Keiner scheint zu wissen, warum die Gewaltwelle gegen Albinos 2007 anfing. Godson Mollel glaubt, nigerianische TV-Filme sind schuld. Das sind Dramen voller Geister, Zauberer und Wunder. In Nigeria ist der Glaube, dass Albinos außerordentliche Kräfte besitzen, weit verbreitet. Sie werden oft eingeladen, um Segnungen auszusprechen, etwa beim Bezug eines neuen Hauses oder der Eröffnung eines neuen Betriebes.
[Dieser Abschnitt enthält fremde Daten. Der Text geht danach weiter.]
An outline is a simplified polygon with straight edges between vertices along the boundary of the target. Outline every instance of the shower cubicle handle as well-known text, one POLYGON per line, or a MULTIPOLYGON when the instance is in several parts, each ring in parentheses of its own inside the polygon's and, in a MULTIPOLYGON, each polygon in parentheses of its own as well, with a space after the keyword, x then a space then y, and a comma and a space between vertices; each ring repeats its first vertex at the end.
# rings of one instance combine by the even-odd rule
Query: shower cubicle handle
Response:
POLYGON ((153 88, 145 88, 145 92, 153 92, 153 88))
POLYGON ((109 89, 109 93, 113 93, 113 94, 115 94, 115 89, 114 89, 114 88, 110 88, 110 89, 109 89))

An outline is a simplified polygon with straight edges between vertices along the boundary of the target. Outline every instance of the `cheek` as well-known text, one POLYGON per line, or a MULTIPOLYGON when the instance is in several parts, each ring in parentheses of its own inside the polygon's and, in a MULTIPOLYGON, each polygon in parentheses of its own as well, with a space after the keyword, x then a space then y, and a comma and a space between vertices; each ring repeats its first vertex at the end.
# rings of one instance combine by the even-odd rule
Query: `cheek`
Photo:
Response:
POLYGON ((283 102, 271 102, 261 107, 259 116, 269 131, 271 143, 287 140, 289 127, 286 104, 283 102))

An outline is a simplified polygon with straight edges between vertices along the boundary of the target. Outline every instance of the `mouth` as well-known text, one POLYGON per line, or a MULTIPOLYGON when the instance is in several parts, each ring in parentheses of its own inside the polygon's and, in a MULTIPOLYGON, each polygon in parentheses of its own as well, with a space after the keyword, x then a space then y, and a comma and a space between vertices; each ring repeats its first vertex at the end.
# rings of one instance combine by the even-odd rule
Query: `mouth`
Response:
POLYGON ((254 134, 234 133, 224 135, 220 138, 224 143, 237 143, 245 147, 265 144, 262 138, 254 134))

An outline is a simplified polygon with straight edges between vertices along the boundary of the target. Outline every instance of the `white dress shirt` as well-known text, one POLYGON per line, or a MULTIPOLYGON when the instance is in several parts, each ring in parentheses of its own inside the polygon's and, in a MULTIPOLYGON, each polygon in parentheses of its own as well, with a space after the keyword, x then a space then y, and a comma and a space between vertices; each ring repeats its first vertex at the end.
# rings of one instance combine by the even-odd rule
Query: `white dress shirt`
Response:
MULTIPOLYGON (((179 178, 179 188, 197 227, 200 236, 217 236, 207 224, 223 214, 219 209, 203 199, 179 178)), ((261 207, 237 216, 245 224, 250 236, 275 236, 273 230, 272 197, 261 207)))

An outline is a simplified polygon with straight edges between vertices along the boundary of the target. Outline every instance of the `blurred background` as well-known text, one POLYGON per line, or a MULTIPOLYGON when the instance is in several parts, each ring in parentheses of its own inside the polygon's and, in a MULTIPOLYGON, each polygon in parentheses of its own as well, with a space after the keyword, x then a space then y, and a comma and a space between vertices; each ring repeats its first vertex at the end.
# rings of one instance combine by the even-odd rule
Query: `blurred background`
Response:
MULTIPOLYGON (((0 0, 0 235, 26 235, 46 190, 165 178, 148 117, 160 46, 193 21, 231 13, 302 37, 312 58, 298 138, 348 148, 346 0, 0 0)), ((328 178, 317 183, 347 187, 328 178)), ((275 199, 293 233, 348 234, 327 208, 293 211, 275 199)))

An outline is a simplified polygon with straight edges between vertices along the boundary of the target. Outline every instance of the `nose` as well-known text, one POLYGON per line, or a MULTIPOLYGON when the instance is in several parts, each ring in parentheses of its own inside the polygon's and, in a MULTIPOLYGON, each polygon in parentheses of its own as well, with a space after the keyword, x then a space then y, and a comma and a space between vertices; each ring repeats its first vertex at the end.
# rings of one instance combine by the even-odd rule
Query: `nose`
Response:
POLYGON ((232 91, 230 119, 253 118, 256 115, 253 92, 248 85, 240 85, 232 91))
Dort ist ihr Anderssein positiv besetzt.

Die billig produzierten und verkauften nigerianischen Videos, als „Nollywood“ bekannt, sind in ganz Afrika verbreitet. „Die Grenze zwischen Fiktion und Realität verschwindet für dumme Menschen“, meint Godson Mollel. „Irgendwie muss es ein paar Menschen auf tödliche Gedanken gebracht haben.“ Auch der Aktivist Kimayo warnt: „Im Fernsehen laufen immer mehr nigerianische Serien und Filme, in denen Geisterheiler eine schier unbegrenzte Macht haben. Das stärkt natürlich die traditionell ohnehin schon mächtigen Heiler im Dorf.“

Dazu kommt die Gier. Am Anfang gruben die Beschaffer noch Leichen von Albinos auf Friedhöfen aus, um die Nachfrage zu bedienen. Als aber ein vollständiger Albinokörper bis zu 350.000 Euro einbrachte, schlossen sich überall im Land Kopfjäger der Hatz an. Auch in Kenia hat es die ersten Morde gegeben. In Burundi, wo am 19. Mai in der Stadt Ruyigi nahe der Grenze zu Tansania der erste Prozess wegen einer Serie von Albinomorden begann, hat der oberste Staatsanwalt der Grenzregion alle Albinos der Gegend in sein Haus einquartiert, das er wie eine Festung schützt. Den langen Marsch nach Ruyigi legen die meisten fernab der Hauptstraßen im Schutz der Dunkelheit zurück.